Nothing exposes the superficiality of Indian media and politics on foreign policy more than their flawed outlook on negotiations. It is treated as an exercise in improper intimacy and any resulting compromise as illegitimate. It is a specialised subject (vide How Nations Negotiate by Fred Charles Ikle, 1964). The latest work, Bargaining with the Devil by Prof. Robert Mnookin of Harvard (Simon & Schuster; 320 pages, $27), is based on case studies and has a fund of wisdom.

The record shows that the Taliban was prepared to negotiate after 9/11 but Bush spurned the offers (page 273). The author lists six tests what were the interests and stakes? What were the alternatives to negotiation? Were there likely potential negotiated outcomes that would meet the interests of both sides? Was there a reasonable prospect that such an agreement would be carried out? What were the costs of choosing to negotiate? Finally, was the alternative use of military force legitimate and morally justifiable? Even at the height of the Cold War, Churchill was all for negotiating with Stalin. Charles de Gaulle scornfully rejected the advice to talk to Arab yes-men in Algeria (Beni Oui, Oui), saying: You talk to those who shoot at your soldiers. You do not talk to those who do not have blood on their hands; for they are irrelevant.

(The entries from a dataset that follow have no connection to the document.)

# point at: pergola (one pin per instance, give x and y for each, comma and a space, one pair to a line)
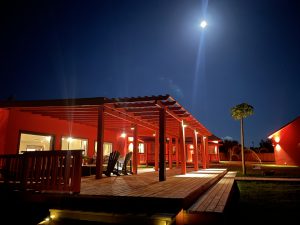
160, 116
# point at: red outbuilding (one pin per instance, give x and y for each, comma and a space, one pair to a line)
286, 142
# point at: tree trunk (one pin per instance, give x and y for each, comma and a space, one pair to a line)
242, 147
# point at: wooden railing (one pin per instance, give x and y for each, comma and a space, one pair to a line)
43, 170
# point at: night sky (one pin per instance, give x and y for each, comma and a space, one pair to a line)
249, 52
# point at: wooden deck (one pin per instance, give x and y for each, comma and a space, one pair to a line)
131, 195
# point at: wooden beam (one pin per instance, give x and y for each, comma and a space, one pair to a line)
125, 116
156, 151
203, 151
135, 150
100, 141
195, 141
162, 146
170, 153
177, 152
182, 147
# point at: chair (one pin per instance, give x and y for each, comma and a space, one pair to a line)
112, 160
122, 165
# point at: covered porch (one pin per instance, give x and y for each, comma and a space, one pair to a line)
158, 118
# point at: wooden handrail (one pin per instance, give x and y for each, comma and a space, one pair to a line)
44, 170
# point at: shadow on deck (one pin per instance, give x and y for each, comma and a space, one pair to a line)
132, 199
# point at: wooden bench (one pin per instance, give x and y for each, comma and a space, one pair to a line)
212, 204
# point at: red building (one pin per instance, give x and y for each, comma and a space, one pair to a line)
286, 143
147, 126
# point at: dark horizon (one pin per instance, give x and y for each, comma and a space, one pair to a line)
75, 49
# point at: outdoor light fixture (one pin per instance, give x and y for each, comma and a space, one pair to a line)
203, 24
130, 139
123, 135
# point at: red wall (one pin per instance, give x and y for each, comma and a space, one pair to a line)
4, 115
287, 147
13, 121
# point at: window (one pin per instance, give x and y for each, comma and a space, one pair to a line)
35, 142
141, 148
70, 143
107, 148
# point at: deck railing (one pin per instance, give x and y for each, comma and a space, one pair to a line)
43, 170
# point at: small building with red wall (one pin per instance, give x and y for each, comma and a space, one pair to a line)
286, 142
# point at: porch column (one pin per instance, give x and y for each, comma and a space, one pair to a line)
100, 140
182, 148
196, 164
218, 152
203, 151
206, 152
162, 146
135, 150
170, 153
156, 151
177, 152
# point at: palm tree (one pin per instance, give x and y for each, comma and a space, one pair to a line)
240, 112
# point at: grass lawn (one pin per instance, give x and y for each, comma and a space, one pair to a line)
265, 202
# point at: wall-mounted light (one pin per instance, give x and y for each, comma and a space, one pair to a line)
130, 139
123, 135
277, 139
69, 139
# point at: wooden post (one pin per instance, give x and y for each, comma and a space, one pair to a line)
206, 151
182, 147
203, 151
196, 164
177, 152
156, 151
162, 146
100, 140
170, 152
135, 150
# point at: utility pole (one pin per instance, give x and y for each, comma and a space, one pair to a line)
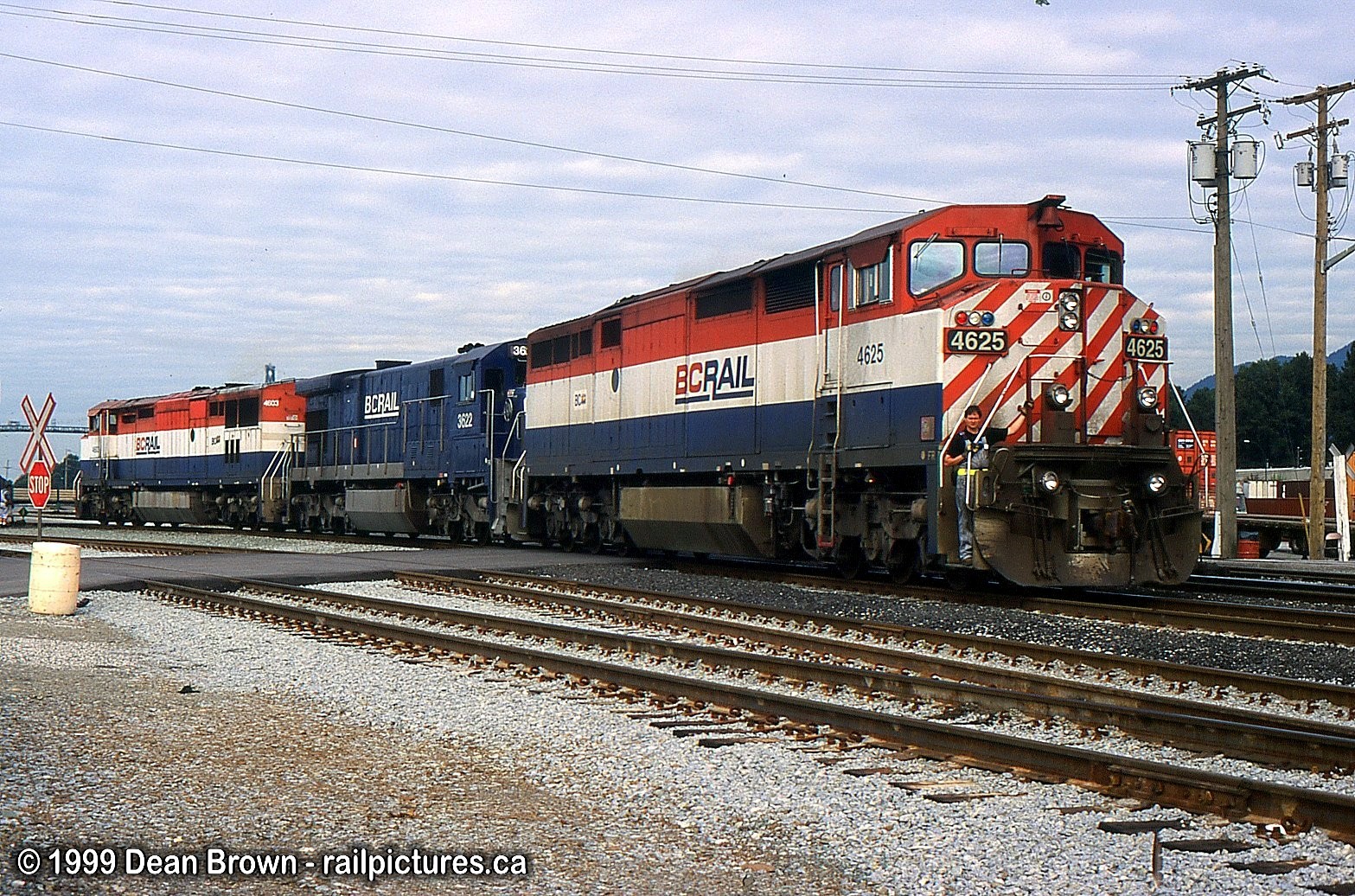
1321, 184
1225, 389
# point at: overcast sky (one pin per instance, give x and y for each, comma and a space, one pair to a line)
194, 191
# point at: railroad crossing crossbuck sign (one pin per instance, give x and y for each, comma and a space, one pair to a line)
38, 448
40, 484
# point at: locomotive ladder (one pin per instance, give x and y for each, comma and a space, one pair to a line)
827, 435
279, 468
827, 439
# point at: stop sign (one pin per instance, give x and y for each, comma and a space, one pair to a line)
40, 484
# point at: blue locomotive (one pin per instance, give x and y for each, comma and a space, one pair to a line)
411, 448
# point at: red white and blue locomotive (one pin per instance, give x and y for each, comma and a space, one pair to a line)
789, 408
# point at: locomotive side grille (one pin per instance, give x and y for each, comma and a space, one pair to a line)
790, 288
725, 300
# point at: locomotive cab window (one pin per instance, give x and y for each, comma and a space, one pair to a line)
872, 284
1063, 260
1104, 266
934, 262
1001, 259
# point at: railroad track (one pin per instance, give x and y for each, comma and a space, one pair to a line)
1154, 611
771, 707
118, 545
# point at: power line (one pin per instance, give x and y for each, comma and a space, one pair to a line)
578, 66
604, 52
463, 133
439, 176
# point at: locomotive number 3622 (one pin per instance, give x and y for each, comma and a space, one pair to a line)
977, 342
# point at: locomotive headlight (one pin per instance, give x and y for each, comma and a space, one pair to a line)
1058, 396
1070, 310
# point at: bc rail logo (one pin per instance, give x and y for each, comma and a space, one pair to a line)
381, 406
714, 380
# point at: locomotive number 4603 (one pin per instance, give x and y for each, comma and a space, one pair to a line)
977, 342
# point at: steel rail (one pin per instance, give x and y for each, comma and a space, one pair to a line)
1333, 592
1237, 733
128, 545
1194, 789
1130, 606
1288, 688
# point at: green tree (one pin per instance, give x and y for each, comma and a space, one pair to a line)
1201, 408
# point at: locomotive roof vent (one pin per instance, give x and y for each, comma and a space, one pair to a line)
1046, 212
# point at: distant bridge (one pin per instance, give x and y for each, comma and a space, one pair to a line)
14, 426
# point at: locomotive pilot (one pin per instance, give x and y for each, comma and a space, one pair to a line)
968, 453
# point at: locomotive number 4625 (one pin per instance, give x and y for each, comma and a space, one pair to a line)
977, 342
1145, 348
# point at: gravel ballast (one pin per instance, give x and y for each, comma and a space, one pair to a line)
296, 743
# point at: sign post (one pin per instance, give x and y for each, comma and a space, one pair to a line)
40, 489
38, 458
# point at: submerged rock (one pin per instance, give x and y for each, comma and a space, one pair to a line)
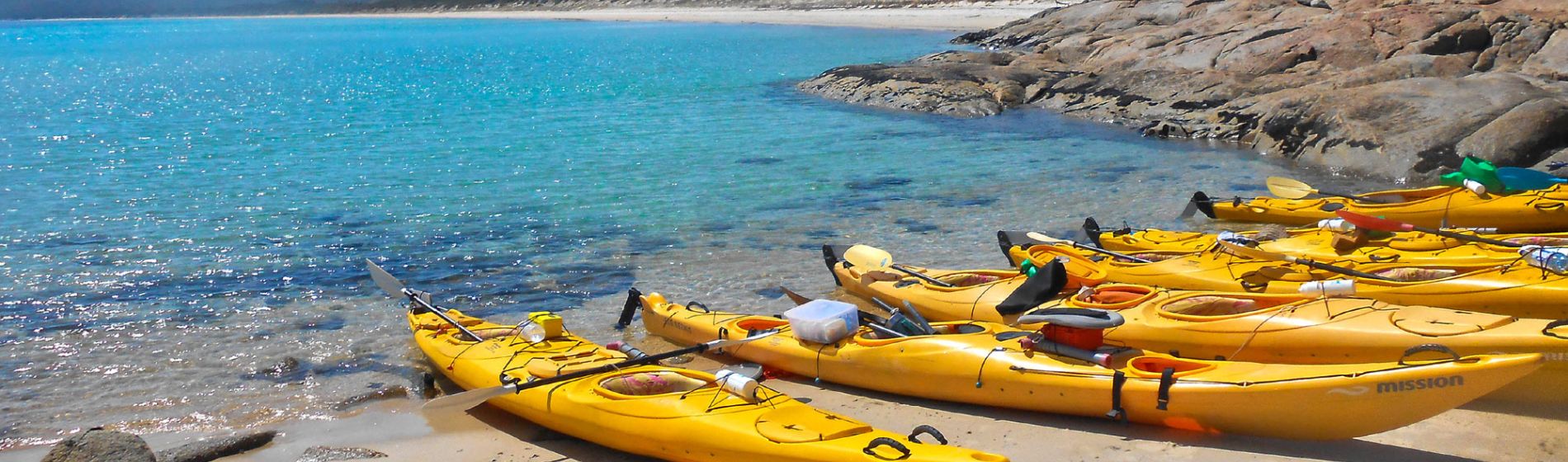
380, 394
217, 446
99, 446
1397, 88
327, 455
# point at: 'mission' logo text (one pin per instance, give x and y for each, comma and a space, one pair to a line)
1421, 384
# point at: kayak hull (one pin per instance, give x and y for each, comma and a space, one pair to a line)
703, 423
1542, 210
1282, 329
1285, 401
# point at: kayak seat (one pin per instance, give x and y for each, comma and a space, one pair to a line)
1416, 275
648, 384
1211, 306
1543, 242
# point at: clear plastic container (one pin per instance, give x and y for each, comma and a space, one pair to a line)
822, 322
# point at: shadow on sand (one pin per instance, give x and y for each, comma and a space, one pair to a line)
1346, 450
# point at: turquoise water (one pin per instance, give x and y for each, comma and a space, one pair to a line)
190, 200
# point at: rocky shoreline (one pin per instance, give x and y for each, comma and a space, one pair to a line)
1395, 88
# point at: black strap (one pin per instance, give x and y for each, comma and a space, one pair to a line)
634, 299
1429, 346
928, 431
1115, 398
1554, 324
1167, 380
871, 450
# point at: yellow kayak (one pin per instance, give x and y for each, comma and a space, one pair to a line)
1247, 326
654, 411
985, 364
1540, 210
1514, 289
1319, 245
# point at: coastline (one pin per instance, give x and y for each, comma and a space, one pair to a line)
395, 427
956, 17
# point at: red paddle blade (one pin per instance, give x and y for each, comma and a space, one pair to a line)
1372, 223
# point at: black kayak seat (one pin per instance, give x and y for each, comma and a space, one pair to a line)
1081, 318
1041, 287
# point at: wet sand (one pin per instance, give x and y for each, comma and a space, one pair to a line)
951, 17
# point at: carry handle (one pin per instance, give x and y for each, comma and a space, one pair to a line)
871, 450
1554, 324
928, 431
1429, 346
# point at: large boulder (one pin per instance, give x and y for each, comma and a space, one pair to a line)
99, 446
1388, 87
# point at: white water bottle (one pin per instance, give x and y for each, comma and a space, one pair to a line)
736, 384
1338, 287
1551, 259
1336, 224
1476, 186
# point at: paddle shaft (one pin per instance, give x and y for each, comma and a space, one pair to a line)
1463, 237
919, 275
625, 364
1332, 268
1108, 252
437, 310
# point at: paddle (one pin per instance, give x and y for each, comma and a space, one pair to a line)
395, 289
1050, 240
1289, 188
874, 259
470, 398
1518, 179
1372, 223
1259, 254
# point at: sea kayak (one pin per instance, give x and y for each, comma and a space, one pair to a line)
1512, 289
985, 364
654, 411
1247, 326
1319, 245
1542, 210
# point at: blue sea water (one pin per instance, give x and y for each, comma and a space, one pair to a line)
184, 202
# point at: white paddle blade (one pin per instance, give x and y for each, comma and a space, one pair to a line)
385, 279
466, 400
1287, 188
867, 257
1045, 238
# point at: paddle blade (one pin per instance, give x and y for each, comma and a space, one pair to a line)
466, 400
1045, 238
385, 279
867, 257
1287, 188
794, 296
1372, 223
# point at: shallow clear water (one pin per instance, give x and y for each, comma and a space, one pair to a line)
187, 202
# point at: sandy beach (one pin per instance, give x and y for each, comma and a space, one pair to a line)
1482, 431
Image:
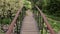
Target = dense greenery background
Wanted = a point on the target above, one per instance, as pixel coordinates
(50, 7)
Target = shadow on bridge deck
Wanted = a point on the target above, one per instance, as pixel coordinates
(29, 25)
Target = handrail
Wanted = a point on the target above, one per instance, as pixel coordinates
(45, 20)
(14, 21)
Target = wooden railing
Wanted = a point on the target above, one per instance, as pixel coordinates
(44, 20)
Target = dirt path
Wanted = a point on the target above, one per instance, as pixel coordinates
(29, 25)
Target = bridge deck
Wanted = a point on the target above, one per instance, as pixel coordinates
(29, 25)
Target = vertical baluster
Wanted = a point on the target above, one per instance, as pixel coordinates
(42, 25)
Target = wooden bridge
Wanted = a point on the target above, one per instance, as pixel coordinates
(29, 23)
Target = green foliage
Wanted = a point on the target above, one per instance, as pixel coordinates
(27, 4)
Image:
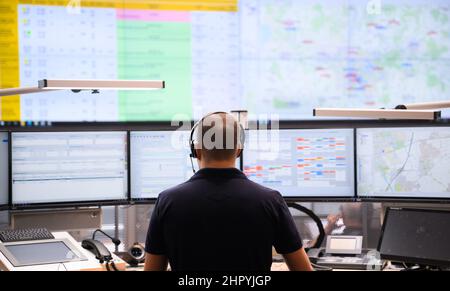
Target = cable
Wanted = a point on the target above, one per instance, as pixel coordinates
(316, 219)
(113, 265)
(321, 268)
(115, 241)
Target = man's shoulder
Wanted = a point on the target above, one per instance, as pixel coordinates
(244, 186)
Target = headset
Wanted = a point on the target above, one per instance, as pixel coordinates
(193, 154)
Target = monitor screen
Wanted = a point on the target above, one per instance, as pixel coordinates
(404, 162)
(69, 167)
(4, 170)
(159, 160)
(272, 56)
(302, 163)
(416, 236)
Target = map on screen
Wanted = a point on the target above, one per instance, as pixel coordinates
(404, 162)
(267, 56)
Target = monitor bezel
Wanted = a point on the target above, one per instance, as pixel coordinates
(68, 204)
(409, 260)
(375, 198)
(8, 191)
(324, 199)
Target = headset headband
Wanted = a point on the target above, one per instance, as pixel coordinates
(191, 138)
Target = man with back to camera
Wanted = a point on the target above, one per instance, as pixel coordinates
(219, 220)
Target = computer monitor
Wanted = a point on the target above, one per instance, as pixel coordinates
(159, 160)
(416, 236)
(403, 163)
(300, 163)
(52, 168)
(4, 170)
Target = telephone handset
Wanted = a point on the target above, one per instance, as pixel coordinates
(98, 249)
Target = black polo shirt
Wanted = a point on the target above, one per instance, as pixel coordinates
(220, 220)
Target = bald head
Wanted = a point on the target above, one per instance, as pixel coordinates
(217, 138)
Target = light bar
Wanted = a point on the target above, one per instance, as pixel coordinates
(18, 91)
(378, 113)
(427, 105)
(100, 85)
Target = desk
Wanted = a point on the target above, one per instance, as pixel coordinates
(91, 264)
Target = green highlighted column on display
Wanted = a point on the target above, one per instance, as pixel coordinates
(151, 50)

Such sophistication is absent in media comment. Abba Eban, whose skills in diplomacy were matched by his felicitous prose, noted that one reason for the success of the media lies in their capacity to fix the agenda of public preoccupation. The conduct of diplomacy is treated as a crusade, with inevitable disappointment in the result. The Almighty cannot be on both sides at the same time, after all. Compromise, ever inescapable, is dubbed a sell-out and the diplomat a traitor (Diplomacy for the Next Century; Yale University Press, page 88). No statesman should make himself a slave to the media. He should appeal to the good sense of the people as Adlai Stevenson did. Abba Eban tellingly remarked, A statesman who keeps his ear permanently glued to the ground will have neither elegance of posture nor flexibility of movement.